Nachfahren besuchen die Heimat ihrer Urahnen
Das Ehepaar Michael und Elizabeth Graff-Harger sowie alle ihre acht Kinder sind Utah und der LDS-Church (The Church of Jesus Christ of Latter-day Saints), wie die Mormonen sich offiziell bezeichnen, bis heute treu geblieben, auch wenn die Eltern heute Nicht mehr in der Pioniersiedlung Santa Clara, sondern in der Nähe von Salt Lake City leben, wo der inzwischen im Pensionsalter sich befindliche Michael Graff als Finanzberater tätig war.

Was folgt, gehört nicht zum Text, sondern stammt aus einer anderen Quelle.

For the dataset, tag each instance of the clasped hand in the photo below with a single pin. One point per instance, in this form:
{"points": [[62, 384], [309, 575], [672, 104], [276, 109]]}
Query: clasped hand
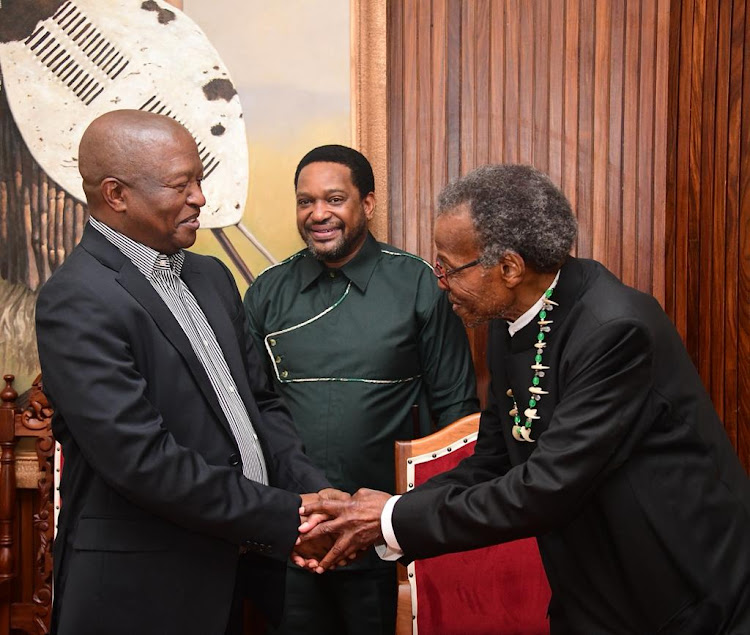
{"points": [[335, 527]]}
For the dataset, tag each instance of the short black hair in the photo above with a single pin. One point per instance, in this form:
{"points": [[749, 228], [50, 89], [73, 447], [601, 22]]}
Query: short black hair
{"points": [[360, 167]]}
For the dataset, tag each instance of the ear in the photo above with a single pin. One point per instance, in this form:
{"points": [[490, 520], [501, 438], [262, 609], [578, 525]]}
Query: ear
{"points": [[113, 193], [513, 269], [368, 204]]}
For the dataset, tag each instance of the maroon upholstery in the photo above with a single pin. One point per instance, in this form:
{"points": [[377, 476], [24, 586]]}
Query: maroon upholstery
{"points": [[499, 589]]}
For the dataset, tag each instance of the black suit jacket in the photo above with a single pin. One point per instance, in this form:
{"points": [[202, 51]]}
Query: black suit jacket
{"points": [[155, 505], [639, 503]]}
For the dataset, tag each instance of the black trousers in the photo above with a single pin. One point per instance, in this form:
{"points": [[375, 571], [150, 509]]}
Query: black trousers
{"points": [[341, 602]]}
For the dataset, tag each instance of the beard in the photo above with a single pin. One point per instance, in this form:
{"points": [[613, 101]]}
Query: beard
{"points": [[341, 248]]}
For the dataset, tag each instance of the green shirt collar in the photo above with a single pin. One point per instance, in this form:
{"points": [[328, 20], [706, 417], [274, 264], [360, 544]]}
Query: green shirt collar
{"points": [[359, 269]]}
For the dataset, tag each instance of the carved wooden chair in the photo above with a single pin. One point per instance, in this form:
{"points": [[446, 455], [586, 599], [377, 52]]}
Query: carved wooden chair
{"points": [[26, 510], [499, 589]]}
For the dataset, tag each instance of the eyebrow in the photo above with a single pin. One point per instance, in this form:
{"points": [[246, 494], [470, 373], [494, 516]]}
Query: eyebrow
{"points": [[334, 190]]}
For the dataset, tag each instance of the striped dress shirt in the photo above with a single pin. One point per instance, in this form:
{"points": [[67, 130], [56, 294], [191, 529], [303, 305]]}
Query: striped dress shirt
{"points": [[163, 272]]}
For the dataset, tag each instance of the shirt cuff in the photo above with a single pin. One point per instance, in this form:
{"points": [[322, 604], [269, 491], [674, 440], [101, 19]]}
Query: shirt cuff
{"points": [[391, 550]]}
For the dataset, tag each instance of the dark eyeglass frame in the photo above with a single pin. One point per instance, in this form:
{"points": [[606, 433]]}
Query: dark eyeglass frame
{"points": [[443, 274]]}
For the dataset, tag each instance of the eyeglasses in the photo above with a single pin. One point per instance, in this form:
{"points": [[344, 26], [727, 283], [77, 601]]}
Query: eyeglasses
{"points": [[442, 273]]}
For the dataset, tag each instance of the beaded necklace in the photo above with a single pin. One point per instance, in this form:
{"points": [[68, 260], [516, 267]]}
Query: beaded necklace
{"points": [[523, 432]]}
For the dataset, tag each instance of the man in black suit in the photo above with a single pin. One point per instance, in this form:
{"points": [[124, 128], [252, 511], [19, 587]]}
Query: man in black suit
{"points": [[182, 469], [598, 438]]}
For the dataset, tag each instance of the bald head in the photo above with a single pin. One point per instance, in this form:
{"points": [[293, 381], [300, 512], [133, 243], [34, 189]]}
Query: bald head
{"points": [[142, 176], [121, 144]]}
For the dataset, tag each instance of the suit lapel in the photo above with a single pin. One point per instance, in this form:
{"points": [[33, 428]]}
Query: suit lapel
{"points": [[207, 296], [133, 281]]}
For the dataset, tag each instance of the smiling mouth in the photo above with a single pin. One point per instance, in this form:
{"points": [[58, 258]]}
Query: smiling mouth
{"points": [[327, 231], [193, 222]]}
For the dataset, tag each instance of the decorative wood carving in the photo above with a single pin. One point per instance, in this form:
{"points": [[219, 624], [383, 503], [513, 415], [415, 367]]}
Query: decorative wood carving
{"points": [[7, 479], [37, 418], [30, 419]]}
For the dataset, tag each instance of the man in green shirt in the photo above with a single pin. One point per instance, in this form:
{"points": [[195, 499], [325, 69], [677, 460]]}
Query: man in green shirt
{"points": [[355, 333]]}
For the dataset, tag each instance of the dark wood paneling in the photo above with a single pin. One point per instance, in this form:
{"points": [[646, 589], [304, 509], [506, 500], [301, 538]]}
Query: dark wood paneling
{"points": [[634, 107], [708, 201]]}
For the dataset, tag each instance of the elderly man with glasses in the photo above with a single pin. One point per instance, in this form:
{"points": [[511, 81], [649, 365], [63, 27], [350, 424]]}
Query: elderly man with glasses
{"points": [[598, 438]]}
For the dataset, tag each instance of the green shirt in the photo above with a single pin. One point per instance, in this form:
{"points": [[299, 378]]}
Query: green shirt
{"points": [[352, 349]]}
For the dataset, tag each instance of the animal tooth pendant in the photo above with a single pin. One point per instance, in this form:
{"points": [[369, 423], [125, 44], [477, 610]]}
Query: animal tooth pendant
{"points": [[521, 430], [535, 390]]}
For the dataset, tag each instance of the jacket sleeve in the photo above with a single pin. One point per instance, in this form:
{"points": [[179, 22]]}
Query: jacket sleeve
{"points": [[447, 364], [602, 412]]}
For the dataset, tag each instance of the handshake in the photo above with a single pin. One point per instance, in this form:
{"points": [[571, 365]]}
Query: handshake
{"points": [[335, 527]]}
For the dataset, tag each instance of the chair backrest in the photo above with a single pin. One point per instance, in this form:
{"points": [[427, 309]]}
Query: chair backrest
{"points": [[498, 589]]}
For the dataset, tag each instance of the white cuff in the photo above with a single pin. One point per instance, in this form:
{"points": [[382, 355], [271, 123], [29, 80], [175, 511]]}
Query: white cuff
{"points": [[391, 550]]}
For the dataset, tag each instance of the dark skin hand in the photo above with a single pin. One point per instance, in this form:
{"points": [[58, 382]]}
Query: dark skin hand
{"points": [[309, 553], [355, 525]]}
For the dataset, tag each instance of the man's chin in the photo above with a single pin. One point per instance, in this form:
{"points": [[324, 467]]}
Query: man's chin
{"points": [[325, 251]]}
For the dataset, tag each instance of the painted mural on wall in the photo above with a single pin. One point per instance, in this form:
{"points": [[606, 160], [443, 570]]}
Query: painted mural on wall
{"points": [[44, 109]]}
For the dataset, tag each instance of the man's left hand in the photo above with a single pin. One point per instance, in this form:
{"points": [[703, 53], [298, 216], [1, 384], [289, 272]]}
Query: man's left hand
{"points": [[308, 555], [355, 524]]}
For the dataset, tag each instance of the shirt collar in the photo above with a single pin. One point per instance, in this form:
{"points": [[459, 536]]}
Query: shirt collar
{"points": [[359, 269], [525, 319], [143, 257]]}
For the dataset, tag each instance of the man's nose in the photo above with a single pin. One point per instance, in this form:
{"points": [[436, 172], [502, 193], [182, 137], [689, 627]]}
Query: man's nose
{"points": [[196, 197], [320, 211]]}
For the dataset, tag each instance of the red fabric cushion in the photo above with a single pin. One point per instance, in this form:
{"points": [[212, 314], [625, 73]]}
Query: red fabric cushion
{"points": [[499, 589]]}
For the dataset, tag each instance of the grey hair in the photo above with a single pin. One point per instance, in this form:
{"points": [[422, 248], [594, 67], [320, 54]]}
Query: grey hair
{"points": [[514, 208]]}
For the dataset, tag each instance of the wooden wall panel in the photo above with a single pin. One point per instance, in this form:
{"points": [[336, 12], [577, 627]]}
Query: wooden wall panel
{"points": [[708, 202], [635, 108], [566, 85], [569, 86]]}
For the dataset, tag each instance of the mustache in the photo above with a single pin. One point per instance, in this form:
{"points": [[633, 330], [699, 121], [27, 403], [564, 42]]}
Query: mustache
{"points": [[326, 225]]}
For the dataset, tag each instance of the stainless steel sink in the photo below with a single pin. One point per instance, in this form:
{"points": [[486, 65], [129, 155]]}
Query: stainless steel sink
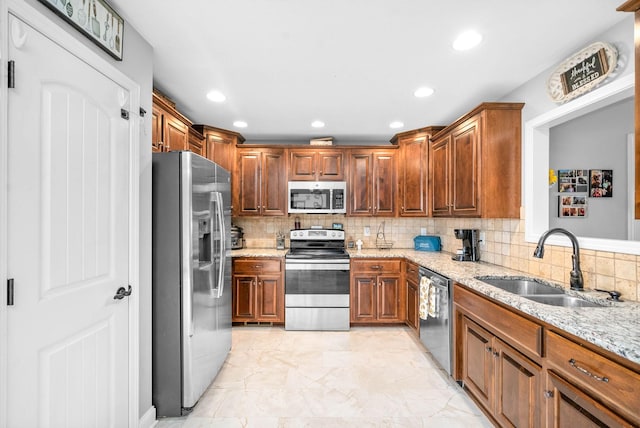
{"points": [[563, 300], [538, 292], [521, 286]]}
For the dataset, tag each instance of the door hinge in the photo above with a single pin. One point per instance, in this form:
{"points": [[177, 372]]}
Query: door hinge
{"points": [[10, 292], [11, 71]]}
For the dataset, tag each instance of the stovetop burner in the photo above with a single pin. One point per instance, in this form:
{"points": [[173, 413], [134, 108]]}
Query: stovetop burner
{"points": [[317, 244]]}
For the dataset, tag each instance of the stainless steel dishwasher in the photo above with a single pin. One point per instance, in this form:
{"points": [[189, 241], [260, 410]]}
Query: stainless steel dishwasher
{"points": [[435, 321]]}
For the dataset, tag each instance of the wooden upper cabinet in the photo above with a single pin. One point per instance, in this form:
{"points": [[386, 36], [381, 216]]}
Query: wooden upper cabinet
{"points": [[169, 129], [475, 164], [259, 183], [414, 174], [372, 183], [316, 165], [196, 142], [220, 145]]}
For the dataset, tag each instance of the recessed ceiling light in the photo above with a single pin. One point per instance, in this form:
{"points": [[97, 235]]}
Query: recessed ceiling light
{"points": [[467, 40], [423, 92], [216, 96]]}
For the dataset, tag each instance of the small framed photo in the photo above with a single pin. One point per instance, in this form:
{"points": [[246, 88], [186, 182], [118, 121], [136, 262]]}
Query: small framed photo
{"points": [[572, 206], [95, 19], [601, 183]]}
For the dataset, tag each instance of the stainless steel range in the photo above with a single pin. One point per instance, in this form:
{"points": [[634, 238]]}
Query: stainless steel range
{"points": [[317, 281]]}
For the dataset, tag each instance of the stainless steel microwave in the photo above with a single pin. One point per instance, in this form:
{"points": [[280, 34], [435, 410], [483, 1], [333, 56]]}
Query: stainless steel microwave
{"points": [[317, 197]]}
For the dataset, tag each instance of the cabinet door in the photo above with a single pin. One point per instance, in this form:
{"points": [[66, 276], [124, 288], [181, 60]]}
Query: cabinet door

Der Hauptgrund für den Schweiz-Besuch des Ehepaars Graff mit sechs ihrer acht Kinder und deren Partnern und Partnerinnen liegt denn auch in der Herkunft der Graff-Vorfahren. Auf Empfehlung des Staatsarchivs St. Gallen gelangte Michael Graff mit der Anfrage an mich, ob ich bereit wäre, für seine Familie eine Präsentation zur Auswanderungsthematik zu halten: „Wir hätten gerne mehr Informationen darüber, wie das Leben unserer Vorfahren war, damit wir es verstehen.“ .“ – „Wir möchten mehr Informationen über das Leben unseres Vorfahrens, damit wir sie besser verstehen können“ , so die Begründung seinesgleichen
Von Zürich aus ging die Reise der Grossfamilie aus Utah schon am folgenden Tag weiter ins St. Galler Rheintal, wo erwartungsgemäss ein Besuch von Rebstein auf dem Programm stand. Für den Endsiebziger Michael Graff (Jg. 1945) ist dies – im Unterschied vielleicht zu einigen seiner Kinder – keine Premiere: Wie jeder Mormone musste sich seine Zugehörigkeit zur Religionsgemeinschaft in jungen Jahren durch Missionstätigkeit im Ausland für die Dauer von zwei Jahren «abverdienen». Diese führten ihn 1965–1967 in die Westschweiz nach Lausanne und Yverdon, von wo aus er erstmals die Heimat seiner Urahnen in der Ostschweiz erkundete. Bereits sein Großvater Theodore Harmon Graf hatte seinen zweijährigen Missionsdienst in der Schweiz absolviert.